Это касается, конечно, не только Франции (выдающимся критиком в Англии, к примеру, был Джон Рёскин, а также Оскар Уайльд, в Германии – Юлиус Мейер-Грефе и т.д.).
В России с XVIII века расцветала русская литературная критика, достигшая славных успехов в творчестве Виссариона Белинского, авторов круга некрасовского «Современника», позже Дмитрия Писарева и других. Но и художественная критика имела прочную традицию от Ломоносова и журналов пушкинской поры («Вестник Европы», «Сын отечества», «Журнал изящных искусств», «Отечественные записки» и пр.). О ее дальнейшем развитии интересно пишет посвященный художнику и искусствоведу А. Н. Бенуа сайт:
«Создателем профессиональной художественной критики в России Бенуа всегда признавал В. В. Стасова: „Стасов – первый специально-художественный русский критик“. Временем расцвета Стасова были 1870-1880-е годы. Тогда критика еще не имела специального журнала и обходилась публикациями в общей прессе, прежде всего в газетах. Материалы об искусстве в 1870-е годы давали также журналы „Пчела“, „Русская старина“, „Зодчий“, в следующем десятилетии наиболее интересными изданиями становятся „Художественный журнал“ и солидно поставленный „Вестник изящных искусств“. Но только стасовские статьи в журналах и газетах „Санкт-Петербургские ведомости“, „Новое время“, „Новости и биржевая газета“, сохраняя определенную связь с историей искусства, тем не менее приобрели особую глубину, принципиальную убежденность, специфическую целенаправленность. Здесь критика, в идейной борьбе и полемике обретая зрелость, отстаивала право искусства на вторжение в жизнь и обличение социальной несправедливости, его право служить обществу учителем и судьей. В арсенале этого непримиримого борца за реализм такие формы художественной критики, как статьи проблемные и обобщающие, посвященные целым направлениям, течениям, группам, статьи об отдельных мастерах, рецензии на выставки и книги. Злободневные, они живо откликались на события современного искусства, анализировали его ведущие тенденции и воздействовали на формирование художествонного процесса. Именно благодаря Стасову, поддержанному Л. В. Праховым, М. М. Антокольским, В. В. Верещагиным, И. Н. Крамским и И. Е. Репиным, художественная критика впервые приобрела огромное, все растущее влияние… Просветитель-демократ Стасов – не только глашатай передовых социальных идей, одушевлявших живопись второй половины XIX века, но своеобразный учитель, разъясняющий „словарь“ нового изобразительного языка, а затем, когда тот принят и прочно усвоен как свой, родной, – талантливый переводчик идей, изложенных в картине, на язык литературный»58.
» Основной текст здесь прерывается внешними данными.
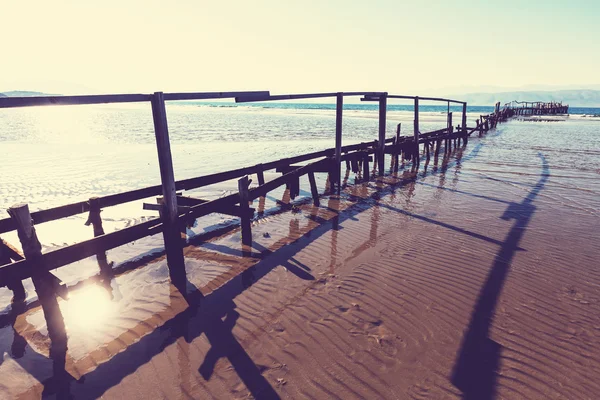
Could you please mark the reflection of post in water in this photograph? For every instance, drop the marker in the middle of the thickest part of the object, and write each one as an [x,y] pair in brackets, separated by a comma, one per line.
[476,366]
[94,219]
[459,154]
[334,232]
[346,177]
[285,198]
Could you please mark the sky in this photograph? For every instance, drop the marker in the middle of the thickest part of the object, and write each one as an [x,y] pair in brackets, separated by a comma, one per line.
[408,47]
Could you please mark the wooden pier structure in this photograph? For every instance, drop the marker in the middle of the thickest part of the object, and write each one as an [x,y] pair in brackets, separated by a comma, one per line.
[537,108]
[175,209]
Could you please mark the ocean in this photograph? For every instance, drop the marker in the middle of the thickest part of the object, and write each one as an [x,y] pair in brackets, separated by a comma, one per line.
[58,155]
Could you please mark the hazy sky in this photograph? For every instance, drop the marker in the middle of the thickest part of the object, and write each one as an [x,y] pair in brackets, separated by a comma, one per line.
[297,46]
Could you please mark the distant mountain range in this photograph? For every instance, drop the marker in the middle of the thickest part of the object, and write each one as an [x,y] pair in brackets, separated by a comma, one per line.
[572,97]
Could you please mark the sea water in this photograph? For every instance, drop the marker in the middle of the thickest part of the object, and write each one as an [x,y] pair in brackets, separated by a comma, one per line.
[57,155]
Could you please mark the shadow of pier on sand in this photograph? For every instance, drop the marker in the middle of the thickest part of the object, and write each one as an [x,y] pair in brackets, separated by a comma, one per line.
[475,370]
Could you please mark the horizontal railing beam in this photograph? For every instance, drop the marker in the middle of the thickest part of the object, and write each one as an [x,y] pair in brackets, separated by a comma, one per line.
[12,102]
[213,95]
[300,96]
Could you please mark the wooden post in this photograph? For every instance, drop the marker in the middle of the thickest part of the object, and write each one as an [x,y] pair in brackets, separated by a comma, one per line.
[313,188]
[339,109]
[171,235]
[416,133]
[7,254]
[381,141]
[43,281]
[366,167]
[95,220]
[464,118]
[260,175]
[243,184]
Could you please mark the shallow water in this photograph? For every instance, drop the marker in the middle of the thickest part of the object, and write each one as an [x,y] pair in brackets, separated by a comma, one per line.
[101,150]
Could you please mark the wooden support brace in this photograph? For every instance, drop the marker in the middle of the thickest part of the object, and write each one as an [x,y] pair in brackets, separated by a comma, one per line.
[7,254]
[260,175]
[243,185]
[45,283]
[171,229]
[313,188]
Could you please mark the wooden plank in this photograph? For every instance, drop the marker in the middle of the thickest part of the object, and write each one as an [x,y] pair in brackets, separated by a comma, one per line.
[260,175]
[245,99]
[464,118]
[172,237]
[233,210]
[45,286]
[416,133]
[366,160]
[12,102]
[8,253]
[313,188]
[275,183]
[212,95]
[381,140]
[339,109]
[246,223]
[51,214]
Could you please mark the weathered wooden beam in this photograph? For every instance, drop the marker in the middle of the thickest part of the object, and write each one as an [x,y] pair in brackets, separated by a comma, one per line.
[464,118]
[339,110]
[381,140]
[66,255]
[7,254]
[416,133]
[313,188]
[245,219]
[11,102]
[42,280]
[366,159]
[172,237]
[213,95]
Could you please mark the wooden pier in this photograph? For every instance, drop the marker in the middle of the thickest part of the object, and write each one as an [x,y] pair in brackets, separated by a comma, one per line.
[175,210]
[536,108]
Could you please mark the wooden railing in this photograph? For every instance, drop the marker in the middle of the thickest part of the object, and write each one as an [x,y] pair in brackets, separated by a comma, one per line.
[175,209]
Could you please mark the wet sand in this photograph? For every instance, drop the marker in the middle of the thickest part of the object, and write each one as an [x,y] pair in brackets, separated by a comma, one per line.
[477,278]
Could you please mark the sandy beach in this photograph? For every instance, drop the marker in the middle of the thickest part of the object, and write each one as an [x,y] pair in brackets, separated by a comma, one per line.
[476,278]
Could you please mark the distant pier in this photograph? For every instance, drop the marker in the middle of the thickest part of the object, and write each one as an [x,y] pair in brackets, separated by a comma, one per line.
[537,108]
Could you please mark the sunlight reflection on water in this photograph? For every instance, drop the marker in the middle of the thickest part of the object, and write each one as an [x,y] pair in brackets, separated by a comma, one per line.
[88,309]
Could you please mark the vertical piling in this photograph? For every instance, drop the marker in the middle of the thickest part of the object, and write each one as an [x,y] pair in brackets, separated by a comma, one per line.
[243,184]
[381,142]
[7,255]
[43,281]
[416,133]
[313,188]
[339,109]
[172,237]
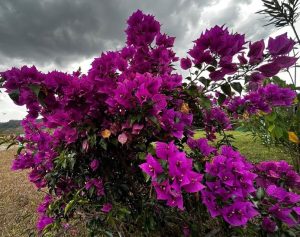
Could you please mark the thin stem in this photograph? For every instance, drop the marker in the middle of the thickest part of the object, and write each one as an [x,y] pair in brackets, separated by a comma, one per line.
[291,77]
[295,32]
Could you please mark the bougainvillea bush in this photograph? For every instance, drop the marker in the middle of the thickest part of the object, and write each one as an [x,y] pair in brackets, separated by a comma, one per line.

Все вышеописанное привело к тому, что и на Западе, и в России к началу ХХ века арт-рынок уже окончательно сложился во всех своих элементах, включая многобразный пиар. Отныне менялись только формы, приемы и технологии, но не суть арт-рынка.
Особенность взаимоотношений арт-рынка и публики, однако, в том, что эта связь обратная, двусторонняя; воздействие является взаимным. Пиар не только настраивает вкус массы определенным образом, но и сам питается идущими от массы импульсами, ловит ее реакции и настроения. А искусство – что делать, ведь художник тоже хочет жить! – частенько стремится им соответствовать, угодить, чтобы попасть в рыночный мейнстрим, прославить своего создателя и принести ему материальное процветание. Но, видно, недаром обронил когда-то создатель «Дон-Кихота» Мигель де Сервантес острое слово: «Величайшее зло, которое дьявол может причинить писателю, это внушить ему мысль, будто он может написать книгу, которая принесет ему столько же денег, сколько и славы»…
* * *
Специфика арт-рынка вообще. Итак, к началу ХХ века все элементы арт-рынка уже сложились и пришли в действие. Назрела ситуация взрыва, «большого бума», первое шокирующее проявление которого было связано с творчеством модернистов, когда цена, скажем, на произведения Сезанна за какие-то десять лет взлетела с 300 до 30.000 франков. Это впечатляло – и не только коллекционеров, но в первую очередь дилеров, сразу же далеко продвинувшихся в овладении маркетингом. О том, что и как происходило на рынке искусств вследствие сказанного, повествует П. Досси:
«На заре авангарда, обязанного успехом взаимодействию искусства и рынка, произошло слияние спекулянтов. Группа, объединившаяся вокруг молодого коммерсанта Андре Левеля, открыто заявила о своих спекулятивных намерениях и в 1904 году учредила консорциум, названный La Peau d’Ours – «Медвежья шкура». Подобно двум друзьям из басни Лафонтена, продававшим меховщику шкуру неубитого медведя, они ставили на будущее, приобретая картины у художников, еще не взлетевших на вершину славы. Свою цель – с выгодой реализовать все работы в течение 10 лет – они сформулировали в договоре. Они покупали с размахом и, вместе с коллекционерами вроде американцев Лео и Гертруды Стайн или русского Сергея Щукина, подгоняли зарождающуюся торговлю искусством авангарда к процветающему рынку. Спекуляция тринадцати молодых людей удалась. 2 марта 1914 года их коллекция постимпрессионизма, фовизма и кубизма, включавшая работы Гогена, Матисса и Пикассо, с феноменальным успехом разошлась с молотка на аукционе в парижском Hotel Drouot. Левель и его партнеры отдали художникам 20 процентов прибыли. Никакое мнение критиков не смогло бы послужить лучшим сигналом успеха искусства авангарда, чем этот аукцион. Он обозначил тот исторический рубеж, после которого эстетические суждения и финансовые интересы стали топливной смесью художественного успеха.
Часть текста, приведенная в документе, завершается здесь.